A recently published paper from a team of researchers and students from multiple departments at the Cullen College of Engineering and the McGovern Medical School at UTHealth proposes a way to provide real-time, continuous tracking for the 50 million people living with potential seizures from epilepsy world-wide.
While a drug regimen can control many symptoms of epilepsy, according to the paper's authors more than 90 percent of people with the disorder will still experience seizures. With real-time monitoring, a closed-loop system can be developed – making sure a person is only given treatment at the most effective times, to prevent or to cut off seizures.
The research was truly a collaborative effort between multiple departments at the college and outside of it, as the paper has nine listed authors, eight of which are at UH.
The senior author of the paper is Rose T. Faghih, Ph.D., Assistant Professor of Electrical and Computer Engineering, and a member of the BRAIN Center. The first author for the paper is Alexander Steele, a doctoral student of Jose Luis Contreras-Vidal, Ph.D., Hugh Roy and Lillie Cranz Cullen Distinguished Professor and Director of the NSF IUCRC BRAIN Center. Steele and fellow student author Sankalp Parekh wrote the paper as part of a course, “State-Space Estimation with Physiological Applications,” taught by Faghih.
Steele and Parekh built on the previous work of course students Mohammad Badri Ahmadi and Alex Craik. Hamid Fekri Azgomi, a doctoral student of Rose T. Faghih, was the course TA. Ahmadi is a doctoral student of Joseph T. Francis, Ph.D., professor of Biomedical Engineering.
From outside UH, Sandipan Pati, MD – an associate professor specializing in epilepsy at the McGovern Medical School at UTHealth – also contributed to the research.
The paper, “A Mixed Filtering Approach for Real-Time Seizure State Tracking Using Multi-Channel Electroencephalography Data,” was published in September in Volume 29 of IEEE Transactions on Neural Systems and Rehabilitation Engineering.

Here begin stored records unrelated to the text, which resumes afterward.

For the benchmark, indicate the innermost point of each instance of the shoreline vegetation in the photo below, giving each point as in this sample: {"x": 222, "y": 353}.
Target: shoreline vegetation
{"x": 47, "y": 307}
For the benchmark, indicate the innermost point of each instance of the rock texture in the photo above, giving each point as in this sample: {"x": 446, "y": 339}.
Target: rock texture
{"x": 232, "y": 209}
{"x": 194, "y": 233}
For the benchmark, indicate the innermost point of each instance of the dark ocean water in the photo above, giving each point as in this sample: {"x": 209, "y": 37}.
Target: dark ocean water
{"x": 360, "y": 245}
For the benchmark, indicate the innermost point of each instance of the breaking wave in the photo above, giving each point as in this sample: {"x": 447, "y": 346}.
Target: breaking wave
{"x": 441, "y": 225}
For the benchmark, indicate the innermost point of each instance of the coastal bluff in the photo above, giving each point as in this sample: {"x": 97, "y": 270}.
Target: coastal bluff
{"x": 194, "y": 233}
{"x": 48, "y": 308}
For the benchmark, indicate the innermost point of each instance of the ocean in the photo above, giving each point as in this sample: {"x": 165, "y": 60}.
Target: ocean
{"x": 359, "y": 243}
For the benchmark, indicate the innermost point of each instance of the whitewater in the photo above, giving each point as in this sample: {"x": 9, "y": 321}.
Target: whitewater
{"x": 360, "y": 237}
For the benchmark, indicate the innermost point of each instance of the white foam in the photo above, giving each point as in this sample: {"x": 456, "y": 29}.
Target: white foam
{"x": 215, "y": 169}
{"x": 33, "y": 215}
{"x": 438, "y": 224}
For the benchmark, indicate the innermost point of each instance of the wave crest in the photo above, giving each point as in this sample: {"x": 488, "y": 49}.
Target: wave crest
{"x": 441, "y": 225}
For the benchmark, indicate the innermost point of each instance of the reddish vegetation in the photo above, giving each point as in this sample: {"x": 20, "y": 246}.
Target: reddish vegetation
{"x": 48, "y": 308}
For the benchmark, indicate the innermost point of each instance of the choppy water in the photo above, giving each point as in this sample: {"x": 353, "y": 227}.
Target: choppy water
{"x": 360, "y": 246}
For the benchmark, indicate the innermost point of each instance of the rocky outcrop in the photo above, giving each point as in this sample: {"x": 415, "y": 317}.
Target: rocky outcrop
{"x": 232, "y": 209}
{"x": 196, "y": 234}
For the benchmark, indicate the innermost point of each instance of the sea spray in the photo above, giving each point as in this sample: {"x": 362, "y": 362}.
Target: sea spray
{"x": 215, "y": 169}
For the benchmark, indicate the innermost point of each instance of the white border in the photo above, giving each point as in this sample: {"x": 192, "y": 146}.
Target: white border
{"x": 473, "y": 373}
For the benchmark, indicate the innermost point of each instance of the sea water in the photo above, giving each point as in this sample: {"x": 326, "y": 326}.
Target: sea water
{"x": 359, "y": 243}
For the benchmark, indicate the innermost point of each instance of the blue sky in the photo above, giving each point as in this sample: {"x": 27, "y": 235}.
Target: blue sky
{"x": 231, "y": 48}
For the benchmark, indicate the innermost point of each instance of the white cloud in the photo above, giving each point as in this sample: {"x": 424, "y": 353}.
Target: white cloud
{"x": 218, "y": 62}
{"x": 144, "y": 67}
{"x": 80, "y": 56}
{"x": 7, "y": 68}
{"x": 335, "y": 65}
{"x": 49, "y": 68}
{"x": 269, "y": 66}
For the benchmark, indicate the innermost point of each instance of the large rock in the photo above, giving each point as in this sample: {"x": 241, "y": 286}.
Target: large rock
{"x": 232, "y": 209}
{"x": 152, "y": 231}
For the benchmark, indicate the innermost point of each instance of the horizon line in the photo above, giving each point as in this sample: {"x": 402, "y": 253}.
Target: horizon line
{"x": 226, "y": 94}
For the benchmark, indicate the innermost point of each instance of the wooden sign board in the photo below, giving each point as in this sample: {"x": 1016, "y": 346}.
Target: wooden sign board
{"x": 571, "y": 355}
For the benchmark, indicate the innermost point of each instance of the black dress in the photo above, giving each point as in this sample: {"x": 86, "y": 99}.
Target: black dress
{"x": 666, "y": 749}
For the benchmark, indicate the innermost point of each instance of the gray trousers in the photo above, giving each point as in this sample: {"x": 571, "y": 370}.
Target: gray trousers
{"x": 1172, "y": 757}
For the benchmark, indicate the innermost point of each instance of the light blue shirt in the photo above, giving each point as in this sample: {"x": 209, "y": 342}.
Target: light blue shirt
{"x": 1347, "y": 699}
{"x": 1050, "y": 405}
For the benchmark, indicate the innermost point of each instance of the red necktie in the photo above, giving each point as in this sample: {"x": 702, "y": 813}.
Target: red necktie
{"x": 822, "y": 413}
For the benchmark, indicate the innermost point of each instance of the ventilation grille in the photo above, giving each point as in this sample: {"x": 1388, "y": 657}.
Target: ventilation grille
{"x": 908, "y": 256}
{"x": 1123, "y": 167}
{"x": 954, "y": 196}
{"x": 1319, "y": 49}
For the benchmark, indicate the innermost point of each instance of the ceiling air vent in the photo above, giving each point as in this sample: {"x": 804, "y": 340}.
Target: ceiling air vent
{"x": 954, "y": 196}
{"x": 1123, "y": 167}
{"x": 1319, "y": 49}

According to a summary of the research provided by Steele, “The proposed algorithm uses electroencephalography (EEG) data, which is electrical activity from the brain recorded non-invasively from the scalp. We use EEG measurements originated from different channels as the observation to derive multiple estimations. Next, we utilize a mixed filter approach and employ both binary and continuous features to estimate the seizure state. This estimate not only predicts if there is a seizure occurring, but importantly it predicts the probability of the seizure occurring. The continuous outcome would further help the medical doctors to track how well treatments or medications work at preventing/reducing seizure activity.
Using a Kalman filter we can then employ multiple estimations and weigh them based on how well they capture seizure activity. Consequently, the proposed method is effective in detecting the general seizure that could be triggered in multiple parts of the brain. In addition, as the EEG signal is vulnerable to be contaminated with movement artifacts or other sources of noise, the idea of combining the estimates from different channels would further enhance the robustness of the proposed approach. The proposed architecture is also computationally efficient, which is important if this will be applied to portable devices. We believe accurately estimating seizure states may guide treatment and improve quality of life for people who have epilepsy.”
Steele noted that Faghih provided essential framework for him and Parekh in the course, when it came to research.
“She was careful to give well thought out examples and practice problems,” he said. “The material covered introduced me to a wide variety of useful techniques. More importantly, I was taught how I could apply those techniques to problems not explicitly covered, which has already proven to be an invaluable lesson.”
Steele called the integration of the research project and classwork “seamlessly” done.
“The mentorship I received while working on this project was very hands on and detailed. I learned a lot from both the faculty involved and the other students whom I got the chance to work with,” he said. “In the end, this project was published, which is very rare considering this was all done for a class. I learned a remarkable amount about how to best write and format a paper. If it weren’t for the mentorship, I received none of it would have been possible and the experience made me a better researcher. I firmly believe this class has provided the most growth for me as a student since I started the Ph.D. program, and I highly recommend it to other students.”